A Kiev, le 28 septembre 1941, les nazis, qui occupaient la ville, diffusèrent un communiqué ordonnant à tous les juifs de la ville de se présenter le lendemain à l'aube aux alentours du cimetière juif. Beaucoup étaient convaincus qu'ils seraient transférés dans une autre ville.
Le matin du 29 septembre, une immense foule composée de familles, de vieillards, de mères avec leurs enfants, de jeunes, se déversa dans la rue L’vovskaja. Une « procession de la mort », comme l'a décrite le poète Lev A. Ozerov, dont le flux se poursuivit jusque dans la nuit et encore le lendemain. Arrivés aux fosses de Babij Jar, les juifs, dépouillés de leurs biens et de leurs vêtements, furent placés au bord du précipice et fusillés ; les corps tombaient les uns sur les autres dans la fosse naturelle.
Ces deux jours-là, 33 771 juifs furent fusillés. Les exécutions avaient commencé par plusieurs centaines de malades de l'hôpital psychiatrique et des habitants de deux camps roms. Le lieu de l'exécution resta « actif » pendant toute la durée de l'occupation nazie de Kiev ; on continua à fusiller les juifs, les prisonniers de guerre, les habitants de Kiev.

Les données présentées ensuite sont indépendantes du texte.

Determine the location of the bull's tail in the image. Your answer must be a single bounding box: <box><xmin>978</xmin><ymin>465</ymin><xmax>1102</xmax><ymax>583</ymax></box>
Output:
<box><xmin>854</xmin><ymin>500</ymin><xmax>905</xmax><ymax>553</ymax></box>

La commémoration de Babij Jar reste pour Kiev un rendez-vous important. Un écrivain juif, Icik Kipnis, écrivait à l'occasion du troisième anniversaire du massacre : « Le 29 septembre, les habitants viennent de tous les lieux de la ville à Babij Jar. Du plus profond de mon âme, je vous prie de ne faire qu'une seule chose : mes amis, n'y allez pas en tram, seulement à pied.
Allons par cette rue, par ces chemins, qui ont été remplis jusqu'aux bords par nos frères encore vivants ».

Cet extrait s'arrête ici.